Royal Dutch Shell plc’s Alaska unit said last Wednesday it has abandoned a three-year plan to explore for oil and gas in Alaska’s Beaufort Sea.

The company said it told Minerals Management Service (MMS) it is dropping its Beaufort plan for 2007-2009 and will file a scaled-down plan for 2010 that takes into account environmental challenges to its previous plan from residents of Alaska’s North Slope.

“Over the last three years, Shell’s Beaufort Sea drilling objectives have become more focused with the acquisition and analysis of additional seismic data,” said Pete Slaiby, Shell Alaska general manager. “As a result, the 2007-2009 plan no longer represents Shell’s current drilling approach.

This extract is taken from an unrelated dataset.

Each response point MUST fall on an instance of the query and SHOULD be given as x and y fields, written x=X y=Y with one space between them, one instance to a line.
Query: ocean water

We have listened closely to stakeholders and particularly the concerns around size and pace of exploration plans, and we have adjusted our plans accordingly.”

Shell will file new exploration plans for 2010 that reflect the company’s current drilling plans for Camden Bay — a plan that specifically addresses concerns articulated by North Slope stakeholders related to the pace of Arctic drilling, the company said. Significant changes from Shell’s 2007-2009 Plan of Exploration include a one-year drilling program as opposed to the original three-year plan; one drilling rig instead of two; a goal to drill two wells instead of four; and retrofitting the Frontier Discoverer drilling rig with the best available air emission technology, the company said.

“It’s my hope this new program will further prove to North Slope stakeholders that Shell values their feedback and respects their ideas and concerns,” said Slaiby.

Last December the Alaska unit said it had put on hold its drilling and exploration plans in the Beaufort Sea for this year to focus on court challenges. Instead, the unit said it would prepare drilling plans for 2010 and 2011 (see NGI, Dec. 22, 2008).

The U.S. Court of Appeals for the Ninth Circuit in San Francisco last November ruled that MMS improperly granted permission to Shell Offshore Inc. (SOI) to drill in the Beaufort Sea north of Alaska and Canada (see NGI, Nov. 24, 2008). Among other things, the three-judge panel told MMS to take a “hard look” at the analysis required under the National Environmental Policy Act before approving a drilling plan in the remote area.

In early 2007 Shell received MMS approval to ramp up the exploratory program, and SOI planned to install an offshore rig in the Beaufort Sea to drill three exploratory wells. However, the MMS approval was challenged by area stakeholders and environmental groups, and the circuit court called a halt to the program last summer.